The greatest threat to any business is a lack of cash flow. No matter how great your product is, how wonderful your staff is, or how loyal your customers can be, if you don’t have the cash flow you’ll be closing your doors. When you’re experiencing cash flow issues, rather than caving in and giving up, you can factor your invoices with a factoring company. The company assumes the risk for your invoice and advances you funds so you can keep your cash flow steady. It’s a great way of injecting funds quickly when you’re in need of some fast money, and companies have been factoring invoices for hundreds of years. It’s not at all a new practice, but unfamiliarity with any process can give rise to simple, easily avoidable errors.
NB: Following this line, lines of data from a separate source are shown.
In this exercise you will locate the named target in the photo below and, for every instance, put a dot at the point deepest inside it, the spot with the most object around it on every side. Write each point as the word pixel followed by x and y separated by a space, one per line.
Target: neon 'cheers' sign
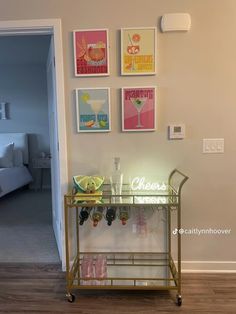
pixel 140 184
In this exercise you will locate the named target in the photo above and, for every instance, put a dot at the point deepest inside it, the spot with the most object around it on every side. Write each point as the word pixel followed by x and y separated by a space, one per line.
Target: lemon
pixel 102 123
pixel 85 97
pixel 82 183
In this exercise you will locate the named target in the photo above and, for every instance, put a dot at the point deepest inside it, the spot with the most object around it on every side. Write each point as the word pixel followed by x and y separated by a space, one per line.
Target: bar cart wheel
pixel 70 297
pixel 178 300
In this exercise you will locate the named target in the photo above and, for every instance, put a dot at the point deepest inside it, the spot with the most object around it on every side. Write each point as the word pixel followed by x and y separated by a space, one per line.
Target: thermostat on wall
pixel 176 131
pixel 175 22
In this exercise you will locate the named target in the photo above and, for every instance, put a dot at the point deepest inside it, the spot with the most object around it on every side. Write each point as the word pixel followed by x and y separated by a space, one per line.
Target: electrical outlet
pixel 213 145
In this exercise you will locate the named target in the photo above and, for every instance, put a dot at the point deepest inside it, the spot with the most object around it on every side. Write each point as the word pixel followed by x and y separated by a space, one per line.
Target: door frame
pixel 50 27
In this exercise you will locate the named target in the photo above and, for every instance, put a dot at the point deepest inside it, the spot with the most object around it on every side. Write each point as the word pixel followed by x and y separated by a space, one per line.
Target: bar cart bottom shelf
pixel 127 271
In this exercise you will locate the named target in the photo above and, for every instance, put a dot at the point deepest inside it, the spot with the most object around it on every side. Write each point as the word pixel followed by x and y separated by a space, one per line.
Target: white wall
pixel 196 85
pixel 24 88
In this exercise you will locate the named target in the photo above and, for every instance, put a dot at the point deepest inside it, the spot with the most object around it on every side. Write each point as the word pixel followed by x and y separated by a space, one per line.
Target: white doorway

Many businesses new to factoring invoices, however, make rookie errors that can cost them dearly in the long run, and you simply can’t afford to make these mistakes when it’s your business on the line.
Inaccuracy and Lack of Documentation
Inaccuracy in the financial industry is a massive problem. When you provide information on your business and customers to the factoring company, make sure everything’s as accurate as possible. Mistakes can affect how you’ll be treated by the factoring company, leaving you with inappropriate terms of your factoring or even rejection. Part of ensuring accuracy is providing supporting documentation as evidence of each claim within your document. Remember in school when you were writing essays, and each argument had to be backed up with evidence? Factoring invoices is a similar process, and requires documentation to ensure that everything that you say about your business and industry is correct. Businesses who fail to provide supporting documentation have nothing to support the claims they make in their applications, which is no good to the factoring company and no good to your business either.
Although factoring companies tend to be transparent with their fees and rates, it’s common for businesses looking into invoice factoring to ignore hidden fees, or not notice them at all.. You need to stay on top of your factoring so you can get the most out of the arrangement, and not put your business at risk because you failed to properly understand key terms and minimum fees. Make sure you understand everything involved with your factoring arrangement, asking as many questions as possible to ensure that everything is appropriately clarified. Remember, the factoring company doesn’t make any money if you don’t have money, so it’s in its best interests to have you well informed and financially solvent.